As with all screening modalities, LDCT requires open and honest communication between patients and clinicians and it is imperative that the physician and patient engage in shared decision making. Shared decision making allows for providers to give patients all the relevant information regarding a screening test, including the possibility of false-positive results, the options for further diagnostic testing and the risks associated with undertaking each test. Recommendations are also that when discussing screening options for lung cancer, tobacco cessation must be part of the discussion, and the harms of tobacco use explained in detail and not restricted just to the association with lung cancer.
USPSTF recommends annual screening with the LDCT. Studies have shown that using decision aids which can be written, video or internet-based information about outcomes and options, help patients understand the recommendations and improve adherence. A Cochrane collaboration showed that when given educational aids, patients had an increased engagement in decision-making, better knowledge and a better understanding of risks and benefits.
The National Comprehensive Cancer Network (NCCN) recommends screening for high-risk populations. They identify two particular subsets of the populations at high risk: first, those who meet the criteria set forth by the NLST, which is adults between 55-80 years of age with a 30-pack-year smoking history who are active smokers or quit within the past 15 years. The second population they identify are adults aged >50 years with over 20 pack year smoking history and an additional risk factor for lung cancer. These additional risk factors include environmental, occupational or residential exposure to carcinogens, family history of lung cancer, COPD or pulmonary fibrosis.

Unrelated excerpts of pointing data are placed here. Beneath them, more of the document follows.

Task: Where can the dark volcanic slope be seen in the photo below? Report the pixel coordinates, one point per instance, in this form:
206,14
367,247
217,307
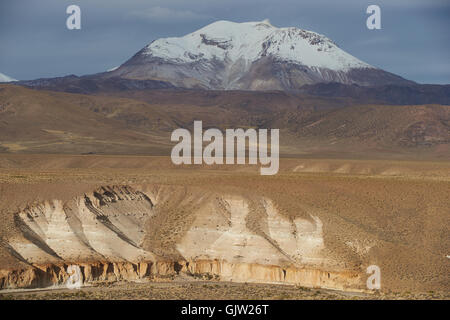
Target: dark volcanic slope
385,94
93,84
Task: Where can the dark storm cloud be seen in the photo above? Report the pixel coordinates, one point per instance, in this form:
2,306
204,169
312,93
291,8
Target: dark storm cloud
414,41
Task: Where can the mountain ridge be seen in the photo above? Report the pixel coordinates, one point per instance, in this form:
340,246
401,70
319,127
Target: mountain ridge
226,55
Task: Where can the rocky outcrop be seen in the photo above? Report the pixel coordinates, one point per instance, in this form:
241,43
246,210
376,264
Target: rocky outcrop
103,234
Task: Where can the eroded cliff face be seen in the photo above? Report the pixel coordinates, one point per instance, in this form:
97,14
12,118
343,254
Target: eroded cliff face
109,235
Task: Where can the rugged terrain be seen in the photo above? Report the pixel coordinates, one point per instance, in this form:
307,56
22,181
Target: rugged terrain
318,223
250,56
140,122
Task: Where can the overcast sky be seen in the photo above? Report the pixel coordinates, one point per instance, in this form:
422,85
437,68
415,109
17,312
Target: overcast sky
414,41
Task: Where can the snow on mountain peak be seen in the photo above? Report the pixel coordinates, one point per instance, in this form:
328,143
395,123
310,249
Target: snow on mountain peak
249,41
5,78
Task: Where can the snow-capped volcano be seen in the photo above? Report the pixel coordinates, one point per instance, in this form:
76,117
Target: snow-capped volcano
250,55
5,78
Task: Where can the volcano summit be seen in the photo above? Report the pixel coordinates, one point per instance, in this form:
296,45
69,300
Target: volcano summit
250,56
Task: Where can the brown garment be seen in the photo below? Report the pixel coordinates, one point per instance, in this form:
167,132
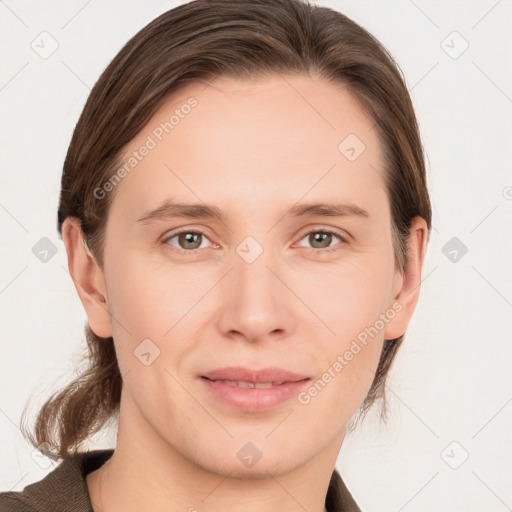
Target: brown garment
64,489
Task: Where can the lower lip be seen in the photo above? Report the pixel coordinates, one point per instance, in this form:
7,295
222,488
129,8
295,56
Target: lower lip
254,399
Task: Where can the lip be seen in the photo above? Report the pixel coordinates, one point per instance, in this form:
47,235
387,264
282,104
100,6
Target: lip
239,373
254,399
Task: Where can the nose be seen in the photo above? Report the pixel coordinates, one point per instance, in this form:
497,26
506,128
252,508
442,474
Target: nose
257,304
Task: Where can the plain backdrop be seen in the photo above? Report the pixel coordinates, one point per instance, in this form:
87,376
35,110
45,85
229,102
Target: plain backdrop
447,444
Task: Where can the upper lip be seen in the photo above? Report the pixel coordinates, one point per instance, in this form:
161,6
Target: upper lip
239,373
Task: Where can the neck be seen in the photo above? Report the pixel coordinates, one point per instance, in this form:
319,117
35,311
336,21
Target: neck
146,473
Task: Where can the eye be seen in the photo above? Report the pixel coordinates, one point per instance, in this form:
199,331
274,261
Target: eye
322,240
188,240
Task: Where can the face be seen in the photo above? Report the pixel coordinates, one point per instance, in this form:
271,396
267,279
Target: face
266,283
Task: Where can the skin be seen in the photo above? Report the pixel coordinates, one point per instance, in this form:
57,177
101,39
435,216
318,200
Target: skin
253,149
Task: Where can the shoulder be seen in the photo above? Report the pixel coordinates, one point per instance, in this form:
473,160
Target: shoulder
61,490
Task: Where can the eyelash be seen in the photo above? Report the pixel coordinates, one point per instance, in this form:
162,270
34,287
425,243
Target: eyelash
317,251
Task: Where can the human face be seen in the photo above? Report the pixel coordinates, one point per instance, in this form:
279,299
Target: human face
260,287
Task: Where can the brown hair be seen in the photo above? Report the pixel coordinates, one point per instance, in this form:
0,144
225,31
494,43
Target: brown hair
199,41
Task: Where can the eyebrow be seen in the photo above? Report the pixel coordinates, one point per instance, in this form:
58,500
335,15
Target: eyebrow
171,209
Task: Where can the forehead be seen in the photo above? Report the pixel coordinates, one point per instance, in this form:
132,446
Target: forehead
253,141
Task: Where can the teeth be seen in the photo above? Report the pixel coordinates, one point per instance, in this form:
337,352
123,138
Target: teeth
250,385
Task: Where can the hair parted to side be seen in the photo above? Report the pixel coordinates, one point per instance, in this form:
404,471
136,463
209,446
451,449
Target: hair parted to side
197,42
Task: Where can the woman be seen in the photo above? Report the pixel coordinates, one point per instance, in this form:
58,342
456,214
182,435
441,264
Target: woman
245,214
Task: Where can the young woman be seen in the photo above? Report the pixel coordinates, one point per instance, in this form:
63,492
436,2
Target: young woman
245,213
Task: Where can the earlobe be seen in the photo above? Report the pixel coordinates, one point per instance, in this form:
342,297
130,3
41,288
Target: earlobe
87,277
408,283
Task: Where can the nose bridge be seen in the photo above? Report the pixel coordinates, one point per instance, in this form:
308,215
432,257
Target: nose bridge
258,303
255,282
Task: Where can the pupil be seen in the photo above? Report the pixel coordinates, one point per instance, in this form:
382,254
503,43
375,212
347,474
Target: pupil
321,237
189,238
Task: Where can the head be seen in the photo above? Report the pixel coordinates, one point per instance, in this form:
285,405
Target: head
254,110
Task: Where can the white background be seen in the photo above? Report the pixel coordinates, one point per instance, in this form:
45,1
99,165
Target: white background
451,380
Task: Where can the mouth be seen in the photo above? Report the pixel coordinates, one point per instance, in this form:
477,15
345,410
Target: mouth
253,385
250,396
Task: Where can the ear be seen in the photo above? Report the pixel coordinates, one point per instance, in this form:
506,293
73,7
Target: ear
406,285
87,277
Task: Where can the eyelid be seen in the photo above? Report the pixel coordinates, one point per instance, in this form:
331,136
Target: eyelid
342,235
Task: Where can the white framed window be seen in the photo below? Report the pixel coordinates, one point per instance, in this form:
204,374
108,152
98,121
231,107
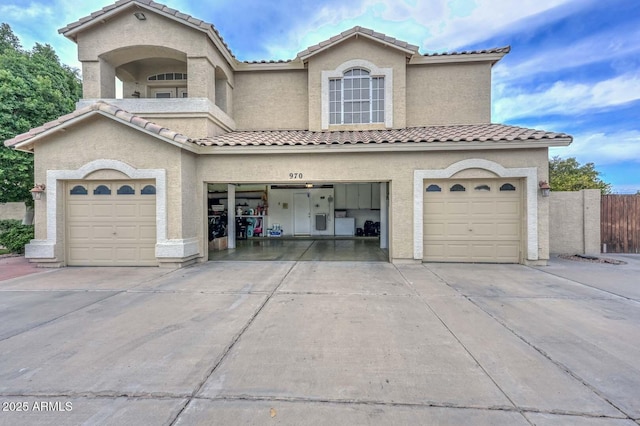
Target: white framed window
357,92
355,98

The NLST trial only conducted screening for 3 years, however clinically there is an increased risk of cancer with increased age. Therefore, it is recommended to continue screening annually unless the patient has a life-limiting condition. The NELSON trial confirmed this finding. They found during this trial that an annual low- dose CT decreased lung cancer deaths in men by 26% and in women by 61% with an overall decrease by 44%.
It is essential to have a detailed discussion tailored to each patient detailing their risks and explaining the pros and cons of screening. In the future, the need will exist to develop better predictive tools to help localize at-risk patients and focus on those populations for screening. Ultimately, primary prevention has the most significant impact on lung cancer associated mortality, however secondary prevention is also essential. Studies have shown decreased deaths with screening, and overall the benefits of screening outweigh the risks if the correct population is selected. Clinicians must talk about smoking cessation along with screening and patients with positive LDCT must have close follow-ups.